AP Statistics
11 min read•Last Updated on July 11, 2024
Jerry Kosoff
Jerry Kosoff
The FRQ is a great way to prep for the AP exam! Review FRQ practice writing samples from Unit 5 and corresponding feedback from Fiveable teacher Jerry Kosoff.
A researcher in Yellowstone National Park observed the “Old Faithful” geyser for several weeks. For each eruption of the geyser, the duration from start to end, in seconds, was recorded. The histogram below summarizes the results from 421 observations. The mean of the distribution is 210 seconds, with a standard deviation of 68 seconds.
a. Describe the sampling distribution of sample mean eruption length for random samples of 40 eruptions from the researcher’s observations.
b. What is the probability that the sample mean eruption length for a random sample of 40 eruptions is 200 seconds or less?
a) The sampling distribution of sample mean eruption length for random samples of 40 eruptions has a mean of 210 seconds, and it is bimodal with peaks at 100-125 seconds and 250-275 seconds. The shape of the sampling distribution of sample mean eruption length seems to be roughly symmetrical, and the range of the sampling distribution of sample mean eruption length for random samples of 40 eruptions is no more than 250 seconds.
b) x = mean geyser eruption duration for a random sample of 40 eruptions
Conditions: Random - stated that there were random samples of 40 eruptions, 10% Rule for Independence - satisfied since there are at least 421(10) = 4210 observations of geyser eruptions, Normal/Large Sample - satisfied since n =40 >= 30; therefore, the sampling distribution of sample mean eruption duration is approximately normal.
P(x<200) = P(z<-0.14) = .4443 <–from Table A using z-score of -0.14
z = (200-210)/68 = -0.14
[pretend i drew a picture of a normal distribution here with 210 as median, 200 slightly to left of it, and everything shaded below -0.14]
The probability that the sample mean eruption duration for a random sample of 40 eruptions is 200 seconds is less is 0.4443.
In part (a), you appear to misunderstand what you’re being asked to describe. You describe the distribution provided by the histogram. However, the histogram is really providing the distribution of the “population” in this scenario; we are being asked to describe what it would look like if we took repeated samples of 40 eruptions from the graph shown and create a new graph of x-bars. Since 40 > 30, the shape of the original distribution (the one you described) doesn’t matter; the Central Limit Theorem applies and we can describe the resulting sampling distribution as approximately normal, with a mean of 210 seconds and a standard error of 68/sqrt(40) seconds [using formulas from our formula sheet].

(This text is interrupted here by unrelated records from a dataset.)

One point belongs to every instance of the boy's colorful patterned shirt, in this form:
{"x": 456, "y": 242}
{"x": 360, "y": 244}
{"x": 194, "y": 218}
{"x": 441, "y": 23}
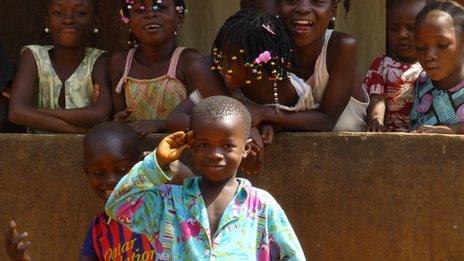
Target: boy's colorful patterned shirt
{"x": 109, "y": 240}
{"x": 252, "y": 227}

The misconception in part (a) then extends to part (b) - you use the “original” standard deviation when we should instead use the standard error of 68/sqrt(40) = 10.751 seconds. This impacts the z-score you would get an ultimately your associated probability. In previous rubrics, you would still get partial credit for calculating the probability that you did, because you did all of your work correctly given the mistake you made.
Another small thing: you had the right idea checking the 10% condition, but used the wrong numbers. We should be comparing 40 to 421 (and since 40(10) = 400 < 421, the condition is still met). I am unsure whether that would be penalized on a typical rubric.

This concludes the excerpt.